Siyasi-hukuki krizin sebeplerinden ilki terörizm kavramsallaştırmasının hukukun içine yerleştirilmesiyle ilgiliyken, ikincisi anti-terör söyleminin Türkiye’deki araçsal kullanımı ile ilgili ve yurttaşlığın ve hakların kaybının yargı eliyle normalleştirilmesi uygulamalarına dayanıyor.

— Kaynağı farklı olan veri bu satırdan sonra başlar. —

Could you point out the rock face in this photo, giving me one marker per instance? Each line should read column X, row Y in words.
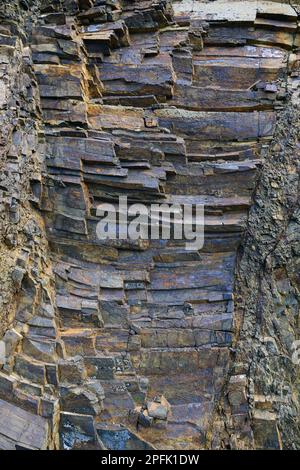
column 129, row 344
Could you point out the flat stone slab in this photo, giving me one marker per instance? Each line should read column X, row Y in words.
column 18, row 427
column 240, row 11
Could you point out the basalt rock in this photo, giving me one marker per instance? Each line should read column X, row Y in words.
column 142, row 344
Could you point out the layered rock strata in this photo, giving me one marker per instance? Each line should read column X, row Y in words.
column 130, row 344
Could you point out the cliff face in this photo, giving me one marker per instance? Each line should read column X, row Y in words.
column 130, row 344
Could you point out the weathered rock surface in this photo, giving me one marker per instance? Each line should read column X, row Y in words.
column 148, row 345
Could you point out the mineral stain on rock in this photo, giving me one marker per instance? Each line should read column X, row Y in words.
column 128, row 345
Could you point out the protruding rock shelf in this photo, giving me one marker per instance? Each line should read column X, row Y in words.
column 129, row 345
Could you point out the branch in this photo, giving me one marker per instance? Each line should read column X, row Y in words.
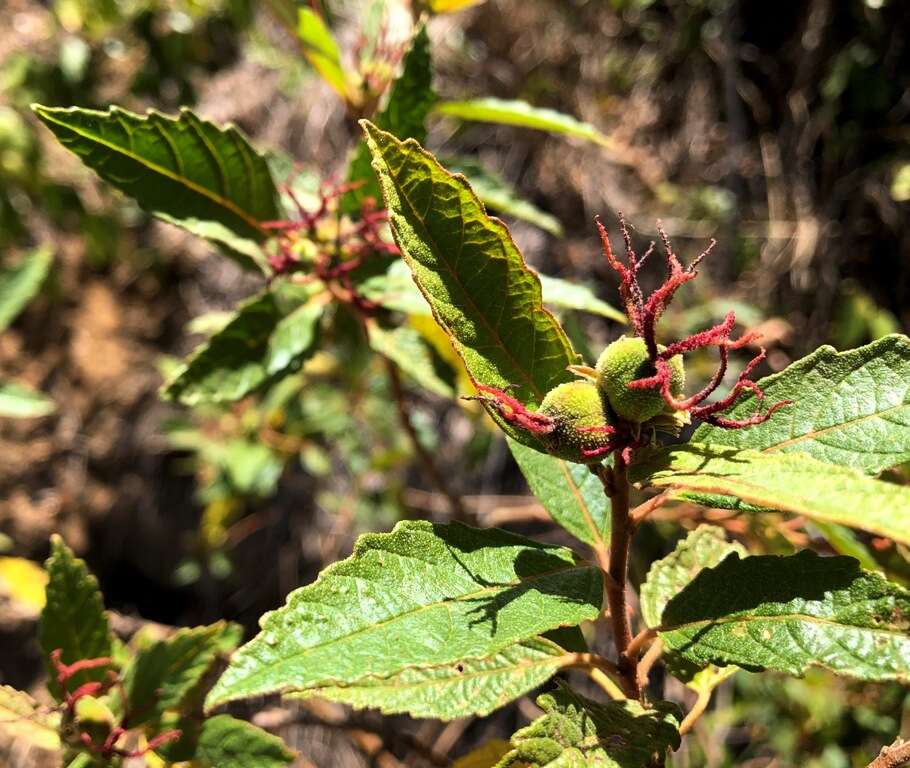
column 892, row 756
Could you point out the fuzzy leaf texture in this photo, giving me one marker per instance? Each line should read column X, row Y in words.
column 571, row 493
column 20, row 283
column 790, row 613
column 164, row 674
column 21, row 402
column 523, row 115
column 469, row 269
column 790, row 482
column 182, row 169
column 225, row 742
column 419, row 596
column 704, row 547
column 73, row 618
column 849, row 408
column 466, row 688
column 22, row 719
column 405, row 114
column 259, row 342
column 576, row 732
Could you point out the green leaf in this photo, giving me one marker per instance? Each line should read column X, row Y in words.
column 225, row 742
column 19, row 402
column 571, row 493
column 73, row 619
column 469, row 269
column 565, row 295
column 20, row 283
column 790, row 613
column 258, row 343
column 790, row 482
column 410, row 99
column 164, row 674
column 322, row 51
column 575, row 732
column 704, row 547
column 496, row 193
column 522, row 114
column 22, row 719
column 185, row 170
column 849, row 408
column 422, row 595
column 405, row 347
column 465, row 688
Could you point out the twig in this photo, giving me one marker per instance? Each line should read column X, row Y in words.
column 698, row 709
column 436, row 477
column 892, row 756
column 616, row 485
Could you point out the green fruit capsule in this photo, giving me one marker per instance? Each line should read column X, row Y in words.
column 582, row 432
column 626, row 360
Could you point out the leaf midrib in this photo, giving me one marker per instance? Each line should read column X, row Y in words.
column 215, row 198
column 795, row 616
column 303, row 652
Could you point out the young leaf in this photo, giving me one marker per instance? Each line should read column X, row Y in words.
column 322, row 51
column 163, row 675
column 73, row 620
column 850, row 408
column 790, row 482
column 571, row 493
column 704, row 547
column 23, row 720
column 522, row 114
column 183, row 169
column 19, row 283
column 256, row 344
column 422, row 595
column 225, row 742
column 576, row 732
column 466, row 264
column 19, row 402
column 405, row 347
column 465, row 688
column 791, row 613
column 410, row 99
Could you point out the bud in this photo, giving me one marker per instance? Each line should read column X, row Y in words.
column 625, row 361
column 581, row 431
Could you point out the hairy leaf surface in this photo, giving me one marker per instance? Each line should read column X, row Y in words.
column 570, row 493
column 466, row 264
column 791, row 613
column 73, row 619
column 225, row 742
column 182, row 169
column 405, row 114
column 165, row 673
column 20, row 283
column 522, row 114
column 421, row 595
column 849, row 408
column 465, row 688
column 791, row 482
column 575, row 732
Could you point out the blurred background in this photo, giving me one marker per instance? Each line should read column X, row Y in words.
column 779, row 128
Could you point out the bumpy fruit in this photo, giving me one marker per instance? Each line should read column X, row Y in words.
column 626, row 360
column 582, row 432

Anti-terör yasaları ve hukuk
Bu sorunun temelinde öncelikle terörizmin bir ceza hukuku kategorisine dönüştürülmesi gerçeği yatar. Terörizmin, tıpkı siyasi suç kavramsallaştırması gibi bir suç vasfı olmaktan çıkartılarak bir suç türüne dönüştürülmesi 20. yy’a ait bir hukuk politikası ürünü ve hak kaybına dönük siyasal ve hukuki etkileri sanıldığından çok daha derin oldu. Esasen 20.yy’da üretilen "soykırım", "nefret suçu" vb. gibi suç türleri, tıpkı terörizm suçu gibi son derece başarısızdı ve ceza hukukunu hiç olmayacak bir politik uzlaşmanın aracına dönüştürmüştü. 20.yy’ın başında yaşayan hukukçular, bu yeni suç önerilerinin ceza hukukuna yönelik etkilerini çok erkenden haber vermişlerdi aslında. Örneğin 1926 Milletlerarası Ceza Hukuku Kongresi'nden başlayarak terörizm meselesinin özel bir suç türüne dönüştürülmesi teklifi yapılmış, fakat hukukçuların büyük çoğunluğu “belirsiz ve kaypak” bir alan açılması ve “politik kullanıma açık olması” tehlikesine işaret ederek karşı koymuşlardı. Benzer bir tartışma Kral Aleksandr suikastı sonrası 1937 Milletler Cemiyeti Cenevre Konvansiyonu'nda tartışılmış, fakat teklif akim kalmıştı. Bu vesileyle İngiliz delegesinin “Birleşik Krallığın kıskançlıkla koruduğu özgürlükleri tahrip etme tehlikesi” taşıdığına dair muhalefet şerhini de hatırlatmış olalım. Uzun bir aradan sonra Münih baskınını takiben Birleşmiş Milletler, 1972’de terörizmin önlenmesine yönelik bir anlaşmayı yürürlüğe soktu. 1969’da Batı Almanya Ceza Usul Yasasında terörizm suçlarıyla ilgili bir değişiklik yaparak “iki farklı hukuk” alanını yaratan ilk ülke olmuştu zaten. 1972’de Birleşik Krallık ise 10 nolu kararnamenin yerine geçici bir anti-terör yasası çıkardı. Fakat vaat edildiği gibi hiç de geçici olmadı. Halen çeşitli değişikliklerde varlığını sürdürüyor. P. Hilyard’ın pek yerinde vurguladığı gibi terörizmin ceza hukukuna yerleştirilmesine dair bu uygulamalar, ülke içinde “terörist” olarak adlandırılan ve “yurttaş”tan farklılaşan bir “topluluk” üretilmesine ve toplum ile topluluk arasındaki sınırların ise sürekli olarak politik bir kararla belirlenmesinin yolunu açıyor. Böylece hükümetlerin kimin düşman kimin dost olduğu kararına bağlı olarak yürütülen bir “düşman ceza hukuku” uygulaması yasallaşmış oluyor, hukuk devleti bütün eşitlik, özgürlük ve adalet iddialarından vazgeçerek sıradan bir baskı aracı olarak yeniden örgütlenmiş oluyordu.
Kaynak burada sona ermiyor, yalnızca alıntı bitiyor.